A main argument of the bear thesis concerning the baseline characteristics for the Phase I/II studies of NeuVax has to do with the amount of vaccine subjects that were being treated with Herceptin. Col George Peoples noted that the "difference in Herceptin treatment did not reach statistical difference. However, 11% of vaccine patients were treated with Herceptin, which is known to decrease the risk of recurrence by half in these patients. So, at the most, Herceptin treatment could only account for 5.5% of the 50% reduction in recurrences seen in the entire trial."
Col Peoples informed that the "only statistical difference between the vaccine and control arms is more ER-/PR-patients in the vaccine group. So, the only statistical imbalance favors the control arm p = 0.04." This fact is omitted in any bear thesis, but it's written right on the ASCO abstract referred to in the PropThink article. You can see the aforementioned abstract from 2010 by clicking the word HERE.
Phase III Design and the Researcher's Rationale for Treating HER 1+ and 2+ Patients
According to Col Peoples, his research team "did not select the Phase III population based on subset analysis. We chose the node-positive population because there is a higher recurrence rate, and we could keep the trial smaller (and less expensive). Likewise, we chose the HER2 low expressors because with Herceptin being SoC in the over-expressors, we would have had to run 2 different trials because of the timing of completion (1 yr for Herceptin). So, we chose the larger low-expressor population."
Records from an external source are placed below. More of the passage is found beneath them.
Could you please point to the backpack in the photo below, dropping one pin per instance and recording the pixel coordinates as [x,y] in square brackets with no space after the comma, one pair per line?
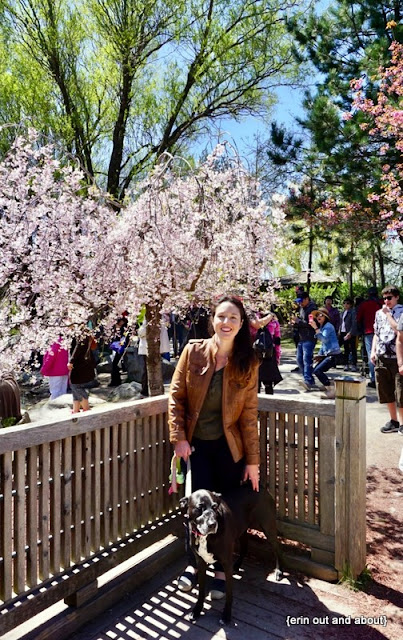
[263,344]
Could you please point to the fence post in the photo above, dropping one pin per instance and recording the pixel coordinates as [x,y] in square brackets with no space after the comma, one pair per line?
[350,489]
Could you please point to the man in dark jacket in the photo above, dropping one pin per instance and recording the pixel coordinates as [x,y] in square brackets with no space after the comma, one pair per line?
[306,339]
[366,318]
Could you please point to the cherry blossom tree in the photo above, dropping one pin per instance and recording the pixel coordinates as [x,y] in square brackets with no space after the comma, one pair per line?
[192,235]
[69,258]
[53,231]
[386,124]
I asked Col Peoples to explain why NeuVax, and other HER2 targeting peptide vaccines, appear to bring greater benefit patients with lower HER2 expression. Col Peoples explained that:
The basic biology between HER2 0-2+ vs 3+ has been well-documented, and we use this distinction clinically when we subtype breast cancers. 3+ tumors are more aggressive/dangerous. We have shown that vaccines work best in less aggressive tumors.
The immune system can become tolerized against large quantities of antigen. More is not always better (contrary to the argument). We have shown an element of tolerance in the T cells from HER2 3+ patients relative to the T cells in lower expressors.
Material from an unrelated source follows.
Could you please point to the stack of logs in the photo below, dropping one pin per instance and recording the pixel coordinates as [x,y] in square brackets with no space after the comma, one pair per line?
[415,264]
HER2 is sufficiently immunogenic that even the lower levels of HER2 expression can be recognized by highly-specific, vaccine-induced T cells. These CTL can recognize and destroy tumor cells with low and intermediate expression levels (hundreds of papers demonstrating this concept because there are actually only a couple of HER2 over-expressing cell lines available for experimentation. The vast majority of all of the lab work has been done on low- and intermediate-expressors).
Most importantly, one of the documented differences in the 3+ tumors, and probably related to their aggressiveness, is that these tumors down-regulate HLA expression, making themselves "invisible" to the immune system. Rolf Kiessling at the Karolinska Institute, Stockholm has written extensively about this phenomena (see attached paper by clicking HERE). We are currently trying to verify whether Herceptin treatment can restore the HLA expression, explaining our observation that the CTL-eliciting vaccines, such as NeuVax, may be useful in the 3+ patients in combination with Herceptin.
Considering Risk Vs. Reward
When considering all of the points I've noted above pertaining to Galena's NeuVax vaccine, I feel that this bearish thesis for Galena is faulty. While I agree that it's healthy and vital for investors to consider the risk side of any investment, consideration must be given towards making sure that risk assessment is based on fact.
Galena, like nearly all research and development biotechs, will eventually need to raise capital. That brings dilution, but also the cash to advance the pipeline. With that, Galena may help Col Peoples unleash a needed new weapon in the war against breast cancer.